Recently, I had a chance to explore Istanbul and Antalya, Turkey for a work-related conference. It was an opportunity that I took with open arms as it was a milestone achieved in my career and I was also hoping to visit Istanbul again, after an 8-year-lapse and hazy memories of how good the Spice Bazaar would be, a cruise across the Bosphorus or just simply sipping a turkish tea and watch the world goes by.
The best part of the vacation is my whole family came with me-the much needed moral support for my research presentation but obviously for a much needed family vacation too. Antalya deserves a blog post of its own, with the unsurpassed coastal beauty and a luxurious resort style all inclusive all-you-can-eat type of stay. After a few days of binge eating, we flew off to Istanbul, for the old charm of historical Constantinople and the exotic beauty of the city. We stayed in the hotel with beautiful terrace, so every night the Hubs would hone his photography by shooting the magnificent Blue mosque, glistened with all the lights.

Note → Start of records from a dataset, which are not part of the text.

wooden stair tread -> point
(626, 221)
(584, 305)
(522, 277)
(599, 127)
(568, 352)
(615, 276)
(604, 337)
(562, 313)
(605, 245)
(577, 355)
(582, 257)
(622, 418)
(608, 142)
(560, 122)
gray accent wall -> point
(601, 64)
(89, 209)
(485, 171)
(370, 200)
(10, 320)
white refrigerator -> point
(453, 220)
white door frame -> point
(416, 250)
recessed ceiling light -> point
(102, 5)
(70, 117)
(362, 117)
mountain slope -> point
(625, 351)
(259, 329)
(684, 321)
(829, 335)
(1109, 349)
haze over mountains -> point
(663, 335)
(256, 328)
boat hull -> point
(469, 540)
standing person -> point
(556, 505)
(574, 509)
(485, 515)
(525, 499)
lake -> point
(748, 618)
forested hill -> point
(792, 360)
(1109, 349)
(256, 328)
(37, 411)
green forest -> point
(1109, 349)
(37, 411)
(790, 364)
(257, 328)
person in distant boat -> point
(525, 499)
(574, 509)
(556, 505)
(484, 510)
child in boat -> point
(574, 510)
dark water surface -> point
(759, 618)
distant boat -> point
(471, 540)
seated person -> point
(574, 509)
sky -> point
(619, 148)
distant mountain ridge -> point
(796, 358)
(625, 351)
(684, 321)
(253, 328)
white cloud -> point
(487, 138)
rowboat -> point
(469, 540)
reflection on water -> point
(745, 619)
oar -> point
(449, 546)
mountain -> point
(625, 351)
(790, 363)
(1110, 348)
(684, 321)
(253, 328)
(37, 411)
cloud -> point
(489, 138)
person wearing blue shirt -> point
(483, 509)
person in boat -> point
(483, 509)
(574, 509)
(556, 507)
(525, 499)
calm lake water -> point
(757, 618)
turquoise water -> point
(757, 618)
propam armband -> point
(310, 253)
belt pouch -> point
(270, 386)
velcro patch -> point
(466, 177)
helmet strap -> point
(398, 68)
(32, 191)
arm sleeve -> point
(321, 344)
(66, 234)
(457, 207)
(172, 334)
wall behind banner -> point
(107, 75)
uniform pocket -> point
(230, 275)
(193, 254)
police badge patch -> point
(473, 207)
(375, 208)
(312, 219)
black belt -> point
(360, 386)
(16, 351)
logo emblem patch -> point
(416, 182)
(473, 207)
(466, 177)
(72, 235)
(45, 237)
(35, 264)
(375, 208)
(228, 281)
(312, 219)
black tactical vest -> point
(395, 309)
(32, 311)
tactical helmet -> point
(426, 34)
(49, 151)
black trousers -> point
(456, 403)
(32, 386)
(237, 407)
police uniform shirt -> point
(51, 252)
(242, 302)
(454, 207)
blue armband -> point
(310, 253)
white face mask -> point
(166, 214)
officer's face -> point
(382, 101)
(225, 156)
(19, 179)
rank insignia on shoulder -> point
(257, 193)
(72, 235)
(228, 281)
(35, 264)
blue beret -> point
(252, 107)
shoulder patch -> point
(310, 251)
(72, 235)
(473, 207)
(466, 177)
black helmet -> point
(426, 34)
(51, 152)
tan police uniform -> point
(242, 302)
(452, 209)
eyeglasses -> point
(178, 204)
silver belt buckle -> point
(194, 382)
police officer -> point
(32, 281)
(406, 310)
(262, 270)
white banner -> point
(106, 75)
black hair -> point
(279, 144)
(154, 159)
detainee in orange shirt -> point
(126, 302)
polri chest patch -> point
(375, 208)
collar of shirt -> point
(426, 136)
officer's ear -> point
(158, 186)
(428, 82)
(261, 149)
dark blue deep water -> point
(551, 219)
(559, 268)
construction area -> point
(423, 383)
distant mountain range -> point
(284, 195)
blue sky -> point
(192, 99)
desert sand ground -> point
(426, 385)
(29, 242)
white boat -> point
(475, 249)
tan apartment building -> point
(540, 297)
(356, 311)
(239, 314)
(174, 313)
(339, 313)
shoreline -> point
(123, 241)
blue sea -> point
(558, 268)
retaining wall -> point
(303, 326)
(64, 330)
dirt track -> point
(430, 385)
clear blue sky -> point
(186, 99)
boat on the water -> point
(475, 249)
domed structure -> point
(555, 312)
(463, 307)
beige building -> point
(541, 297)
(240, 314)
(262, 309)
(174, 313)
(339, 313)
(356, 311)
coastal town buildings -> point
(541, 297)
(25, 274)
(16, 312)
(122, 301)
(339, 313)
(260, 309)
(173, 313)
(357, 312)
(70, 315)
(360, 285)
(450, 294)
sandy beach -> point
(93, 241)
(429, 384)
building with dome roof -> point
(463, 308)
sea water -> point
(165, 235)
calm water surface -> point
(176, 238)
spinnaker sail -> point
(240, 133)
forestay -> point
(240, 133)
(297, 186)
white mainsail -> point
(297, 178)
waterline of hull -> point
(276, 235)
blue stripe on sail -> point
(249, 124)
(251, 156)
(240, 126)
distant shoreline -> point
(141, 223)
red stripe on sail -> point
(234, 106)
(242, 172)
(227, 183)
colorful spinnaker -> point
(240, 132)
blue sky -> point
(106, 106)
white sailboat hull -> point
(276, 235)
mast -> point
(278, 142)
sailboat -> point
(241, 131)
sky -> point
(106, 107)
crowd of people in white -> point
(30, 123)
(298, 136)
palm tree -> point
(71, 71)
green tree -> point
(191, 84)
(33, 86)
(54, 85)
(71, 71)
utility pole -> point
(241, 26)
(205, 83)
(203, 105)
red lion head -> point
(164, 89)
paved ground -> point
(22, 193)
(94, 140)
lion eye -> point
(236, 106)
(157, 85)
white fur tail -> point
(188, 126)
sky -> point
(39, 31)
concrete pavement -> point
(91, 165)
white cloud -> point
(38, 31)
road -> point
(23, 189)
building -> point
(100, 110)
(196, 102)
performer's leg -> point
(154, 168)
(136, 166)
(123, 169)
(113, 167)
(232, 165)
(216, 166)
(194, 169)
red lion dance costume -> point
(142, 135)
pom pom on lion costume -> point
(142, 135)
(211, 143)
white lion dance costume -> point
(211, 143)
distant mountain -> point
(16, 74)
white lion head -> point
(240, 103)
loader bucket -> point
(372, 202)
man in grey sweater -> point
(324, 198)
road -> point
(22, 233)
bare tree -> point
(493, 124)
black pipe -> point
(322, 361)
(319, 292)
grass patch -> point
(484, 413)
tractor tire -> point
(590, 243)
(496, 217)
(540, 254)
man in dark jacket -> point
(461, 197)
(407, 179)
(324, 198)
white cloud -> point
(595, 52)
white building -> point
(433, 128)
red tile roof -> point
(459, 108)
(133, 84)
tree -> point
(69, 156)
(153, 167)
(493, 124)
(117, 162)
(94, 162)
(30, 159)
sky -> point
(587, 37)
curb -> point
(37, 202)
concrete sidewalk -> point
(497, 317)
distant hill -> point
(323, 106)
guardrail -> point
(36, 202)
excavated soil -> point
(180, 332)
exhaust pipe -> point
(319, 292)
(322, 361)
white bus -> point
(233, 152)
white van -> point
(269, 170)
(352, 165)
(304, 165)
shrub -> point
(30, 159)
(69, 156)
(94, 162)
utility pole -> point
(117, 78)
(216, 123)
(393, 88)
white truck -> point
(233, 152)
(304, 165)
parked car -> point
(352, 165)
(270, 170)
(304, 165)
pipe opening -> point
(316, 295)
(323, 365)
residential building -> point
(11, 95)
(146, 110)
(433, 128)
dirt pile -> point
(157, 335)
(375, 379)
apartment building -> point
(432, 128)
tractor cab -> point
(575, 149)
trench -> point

There was just too much excitement, a walk around the old Sultanahmet collecting memories whilst pushing the pram and a lot of haggling in the Grand Bazaar for knick knacks worth buying. Of course the best part of the trip was a visit to historical places like the magical Blue Mosque and Hagia Sophia, which is full of enchanted treasures.
If you ever plan a trip to Istanbul, then one place that should be in the list is the Spice Bazaar. Not only you can find literally any type of spices in the world, it is also loaded with few hundreds of shops that sell different sweets, teas, musks, the best quality saffrons, dried fruits and even caviar-all at kilo prices! Do spend some good time here, as I did and came back with beautiful scented spices like Ras el khanout, sumac, safffron and kilos of sundried tomatoes! Note to self: that would be a year-long supply of homemade pesto!
I came back from the trip all nostalgic and was all keen to try out turkish cuisine at home. Amongst all the turkish breads, various bakhlavas, turkish delight and meat based pizzas, I was more enchanted with the simple turkish street food.
Simit. Simple on its own, or laced with hefty cheese in the middle, and all sold by cart vendors for 1 or 2 turkish liras max. I came across the very informative AZ Cookbook, and thought I would try out making the simit at home. Full of sesame goodness, this chewy bread is filling as well as tasty.
Those simple breads brought back reminiscence of the trip in a wonderful way, with the afternoon spent cherishing the bread and sorting out the photographs of the trip. I even made a list of recipes to try out, and hopefully if they turn out as good as the authentic version that made us pile the pounds, I shall post them here too:-)
Simit- Turkish Sesame ring bread
Recipe from Az Cookbook
For the Dough:
3 + 1/2 teaspoons active dry yeasts
Pinch of sugar
1/4 cup warm water
about 4 cups unbleached all-purpose flour
1 + 1/2 teaspoons salt
About 1 cup lukewarm water
1/2 cup molasses
1/2 cup water
For the Topping:
2 cups sesame seeds
1. In a glass, dissolve the yeast with 1/4 cup water and sugar. leave it aside for 10 minutes.
2. Place the flour on a work surface or a mixing bowl. Make a well and pour the yeast, 1 cup lukewarm water and salt. Keep kneading until stiff dough is formed. Alternatively use a dough hook with free standing mixer and knead the dough until all is incorporated.
3. Cover the dough in a buttered bowl and let it rise for 2 hours or until double in size.
4. Divide the dough into 8 balls. Take each ball and form a long strip of dough, and twist around and overlap both ends together to form a ring.
5. Place each ring onto the baking tray and let it rise again for 45min to 1 hour.
6. Dissolve the mollasses with water. Dip each simit into the molasses, then dip onto a plate of sesame seeds, covering all sides.
7. Preheat oven to 170C. Bake the simits for 15 to 20 mins until golden brown.
8. Serve immediately, warm with cuppa tea.